Кассия взяла рецепты дрожащими пальцами. Бумага казалась неожиданно твёрдой, почти грубой, будто специально такой, чтобы напоминать: это реальность, с которой придётся иметь дело.
— А если я потом всё‑таки решусь на операцию? — тихо спросила она.
— Тогда мы будем готовы, — спокойно ответил врач. — Эти препараты помогут продержаться до того момента, когда вы почувствуете, что готовы сделать следующий шаг. И я буду здесь. Мы не бросаем пациентов только потому, что они пока не готовы к радикальным решениям.
Она снова кивнула, и на этот раз слёзы уже не казались такими беспомощными. В них появилось что‑то ещё — не надежда, нет, пока ещё слишком рано для надежды, но хотя бы облегчение от того, что не нужно прямо сейчас принимать решение, от которого темнеет в глазах.
— Спасибо, — прошептала она, и собственное слово прозвучало в тишине кабинета непривычно твёрдо, будто в нём вдруг собралась вся её воля, до сих пор прятавшаяся где‑то в глубине. Сама Кассия удивилась этой твёрдости — она не была похожа на прежнюю уверенность, скорее на тихий обет: «Я ещё здесь. Я справлюсь хотя бы с этим днём».
Врач чуть улыбнулся — не широко, не радостно, а так, как улыбаются, когда видят, что человек наконец смог сделать вдох после долгого, мучительного спазма. В этой улыбке не было ни торжества, ни облегчения — только тихое признание чужой стойкости.
— Идите домой, отдохните, — мягко сказал он. — Начните с этих препаратов, следите за своим состоянием. А через неделю я хочу снова вас видеть — просто чтобы понять, как вы себя чувствуете, и, если понадобится, скорректировать терапию.

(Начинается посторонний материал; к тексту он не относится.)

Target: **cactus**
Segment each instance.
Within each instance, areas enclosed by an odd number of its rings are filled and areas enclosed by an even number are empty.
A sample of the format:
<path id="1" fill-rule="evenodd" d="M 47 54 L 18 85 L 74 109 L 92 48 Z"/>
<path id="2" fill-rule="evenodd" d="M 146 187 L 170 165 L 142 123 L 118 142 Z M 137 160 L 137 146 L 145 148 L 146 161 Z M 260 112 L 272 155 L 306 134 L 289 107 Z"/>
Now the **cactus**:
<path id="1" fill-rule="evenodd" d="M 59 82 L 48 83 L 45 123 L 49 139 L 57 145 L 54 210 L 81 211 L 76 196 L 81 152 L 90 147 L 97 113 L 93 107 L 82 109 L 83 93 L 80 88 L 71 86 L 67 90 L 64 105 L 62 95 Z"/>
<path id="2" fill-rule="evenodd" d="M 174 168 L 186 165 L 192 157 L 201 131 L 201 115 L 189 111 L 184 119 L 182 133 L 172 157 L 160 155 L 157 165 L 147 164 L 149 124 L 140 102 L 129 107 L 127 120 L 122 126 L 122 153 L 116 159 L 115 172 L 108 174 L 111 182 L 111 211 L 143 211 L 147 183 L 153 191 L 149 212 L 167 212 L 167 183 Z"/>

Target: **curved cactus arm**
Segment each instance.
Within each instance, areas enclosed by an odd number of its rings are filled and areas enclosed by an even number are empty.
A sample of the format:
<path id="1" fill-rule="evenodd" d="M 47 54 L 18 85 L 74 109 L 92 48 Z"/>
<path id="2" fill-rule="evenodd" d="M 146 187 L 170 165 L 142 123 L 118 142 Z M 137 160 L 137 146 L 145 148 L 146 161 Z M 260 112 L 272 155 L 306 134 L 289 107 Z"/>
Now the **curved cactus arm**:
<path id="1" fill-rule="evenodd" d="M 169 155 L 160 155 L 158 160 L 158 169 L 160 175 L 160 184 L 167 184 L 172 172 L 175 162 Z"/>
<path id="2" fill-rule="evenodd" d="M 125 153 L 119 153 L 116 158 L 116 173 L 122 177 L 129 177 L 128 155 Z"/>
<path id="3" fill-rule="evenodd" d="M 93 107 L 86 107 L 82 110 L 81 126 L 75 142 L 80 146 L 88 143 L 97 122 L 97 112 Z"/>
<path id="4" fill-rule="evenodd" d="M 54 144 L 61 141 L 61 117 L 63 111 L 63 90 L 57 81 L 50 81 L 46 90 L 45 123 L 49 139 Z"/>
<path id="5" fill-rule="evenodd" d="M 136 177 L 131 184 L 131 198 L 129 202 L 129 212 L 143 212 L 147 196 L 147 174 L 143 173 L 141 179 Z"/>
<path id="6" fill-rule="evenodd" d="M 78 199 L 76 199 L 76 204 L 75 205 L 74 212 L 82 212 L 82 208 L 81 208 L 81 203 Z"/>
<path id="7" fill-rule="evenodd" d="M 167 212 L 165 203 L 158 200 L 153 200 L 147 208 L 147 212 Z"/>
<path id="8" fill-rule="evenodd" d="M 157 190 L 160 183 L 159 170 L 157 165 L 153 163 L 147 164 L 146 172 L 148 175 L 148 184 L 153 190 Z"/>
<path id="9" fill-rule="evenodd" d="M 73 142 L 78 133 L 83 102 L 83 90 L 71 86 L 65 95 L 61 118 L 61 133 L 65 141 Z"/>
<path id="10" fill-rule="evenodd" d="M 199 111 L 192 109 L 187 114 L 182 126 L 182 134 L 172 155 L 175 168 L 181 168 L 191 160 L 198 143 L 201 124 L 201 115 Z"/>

Кассия снова кивнула, на этот раз чуть твёрже, будто проверяя, держится ли в ней эта новая, хрупкая решимость. Она аккуратно сложила рецепты и убрала их в карман, чувствуя, как плотная бумага слегка царапает пальцы. Это были не просто бумажки с названиями лекарств — в них прятался маленький, осторожный план на ближайшее время: прожить сегодняшний вечер, завтрашний день, потом ещё один. Не год сразу — сначала хотя бы сутки.

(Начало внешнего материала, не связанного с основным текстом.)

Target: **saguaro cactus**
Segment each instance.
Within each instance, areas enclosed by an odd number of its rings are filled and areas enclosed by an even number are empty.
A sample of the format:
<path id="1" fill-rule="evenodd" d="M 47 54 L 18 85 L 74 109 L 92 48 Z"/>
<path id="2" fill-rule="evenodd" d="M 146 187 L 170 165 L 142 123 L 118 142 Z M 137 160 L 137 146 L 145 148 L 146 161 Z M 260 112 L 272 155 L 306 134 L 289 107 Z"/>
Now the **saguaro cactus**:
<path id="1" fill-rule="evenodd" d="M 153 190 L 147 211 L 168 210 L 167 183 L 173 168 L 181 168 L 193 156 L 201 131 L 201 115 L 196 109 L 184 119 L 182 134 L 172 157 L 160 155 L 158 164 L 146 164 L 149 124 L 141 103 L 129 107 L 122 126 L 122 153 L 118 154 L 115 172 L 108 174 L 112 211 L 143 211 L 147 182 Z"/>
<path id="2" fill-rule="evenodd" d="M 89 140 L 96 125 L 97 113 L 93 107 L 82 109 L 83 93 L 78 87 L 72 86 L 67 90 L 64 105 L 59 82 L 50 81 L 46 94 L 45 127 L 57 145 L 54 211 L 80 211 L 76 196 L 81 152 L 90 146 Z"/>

Когда она вышла из кабинета, коридор уже не казался таким беспощадно ярким. Свет по‑прежнему резал глаза своей стерильной белизной, запах антисептика по‑прежнему царапал горло, въедаясь в память, но теперь в этом пространстве появилась крошечная щель для воздуха — достаточно узкая, чтобы в неё едва пролезла одна человеческая надежда, но всё‑таки настоящая. Шаги по гладкому полу звучали теперь не как приговор, а как тихий отсчёт времени — времени, которое она не собиралась терять зря. Мимо проплывали двери кабинетов, одинаковые таблички, пластиковые стулья вдоль стен, но Кассия уже не смотрела на них с тем отчаянием, с каким вошла сюда пару часов назад. Теперь она замечала другое: как из приоткрытой двери в ординаторскую доносится негромкий, усталый смех, как на подоконнике у окна стоит потёртый горшок с геранью, чьи листья, несмотря на тусклый свет, всё ещё оставались зелёными, упрямыми, живыми.
Она остановилась на мгновение у стеклянной двери, ведущей на улицу, и посмотрела на отражение: бледное лицо, тёмные круги под глазами, но в глазах — не пустота, а какая‑то новая собранность, будто она наконец перестала бежать от правды и решила встретить её лицом к лицу. Город за дверью ждал её — такой же серый, равнодушный, бесконечный. Но теперь он казался не врагом, а просто пространством, в котором ей предстояло прожить ещё какое‑то время. И этого было достаточно. Глубоко вдохнув, Кассия толкнула дверь и шагнула наружу — туда, где сырой ветер тут же обнял её за плечи, а мир, пусть и не стал добрее, но хотя бы перестал казаться окончательно чужим.